Daha saymamı ister misiniz? Bence sendikaların içişlerine müdahale sayılacak ve ters tepecek karalama girişimleri yerine işinizi yapsanız ve Türkiye’deki sendikal hak ihlallerini gidermek için çalışsanız daha anlamlı bir iş yapmış olacaksınız. 1 Mayıs’ı “İşçi bayramı yaptık” avuntusu yerine 1 Mayıs’ta Taksim Meydanını kutlamalara açmak için çalışsanız veya 2010, 2011 ve 2012’de hükümet tarafından kutlamalara açılan Taksim’de neden 2013’ten bu yana hukuksuz bir yasak uygulandığını açıklayabilseniz…

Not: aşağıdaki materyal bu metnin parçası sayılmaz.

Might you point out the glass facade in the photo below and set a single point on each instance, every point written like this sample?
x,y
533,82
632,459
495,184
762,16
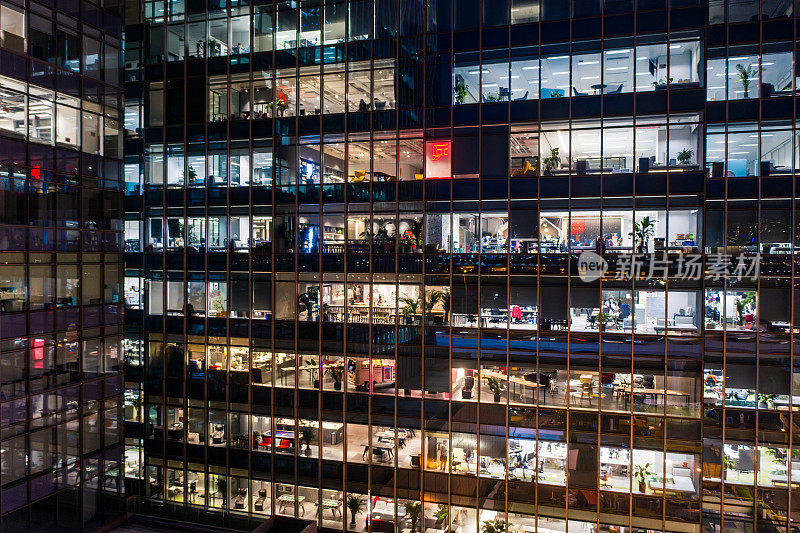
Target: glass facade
x,y
356,246
61,266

Konuşmanızda “Sosyal diyalog konusunda büyük ilerlemeler kaydettik” diyorsunuz ama sanırım sosyal diyalog mekanizmalarının işletilmediğini, örneğin Ekonomik ve Sosyal Konseyin Anayasal buyruğa rağmen 2009’dan bu yana 16 yıldır toplanmadığını bilmiyorsunuz. Dahası Bakanlığınız bünyesindeki Üçlü Danışma Kurulu bile yıllardır düzenli toplanmadı. Başka bir sebep de bu olabilir mi?
Uluslararası sendikal alanın teamüllerini pek bilmediğiniz anlaşılıyor. Dünyanın en büyük işçi örgütünün 11 yıldır hazırladığı bir araştırmayı o örgüte üye dahi kabul edilmeyen bir kuruluşun toplantısında “kara propaganda” yaftalıyorsunuz. Bunun bir hükümet müdahalesi olarak değerlendirileceğinin farkında bile değilsiniz. Ya yarın “Türk Hükümeti sendikaların uluslararası sendikal anketleri özgürce yanıtlamasına müdahale ediyor” dense ne diyeceksiniz? Ya size “Bizim Türkiye’de dört üyemiz var, hiçbirinin itirazı yok, size ne” derlerse ne diyeceksiniz? Bu işler sendikal faaliyet kapsamına girer. Türkiye’nin onayladığı 87 sayılı ILO sözleşmesine göre sendikalar faaliyetlerini kamu makamlarının müdahalesi olmaksızın serbestçe sürdürme hakkına sahiptir.
Çalışma Bakanı olarak farklı uluslararası raporda dile getirilen gerçekleri inkâr etmeye değil, bunları düzeltmeye çalışın. Bakan olarak göreviniz bu. Kolay gelsin.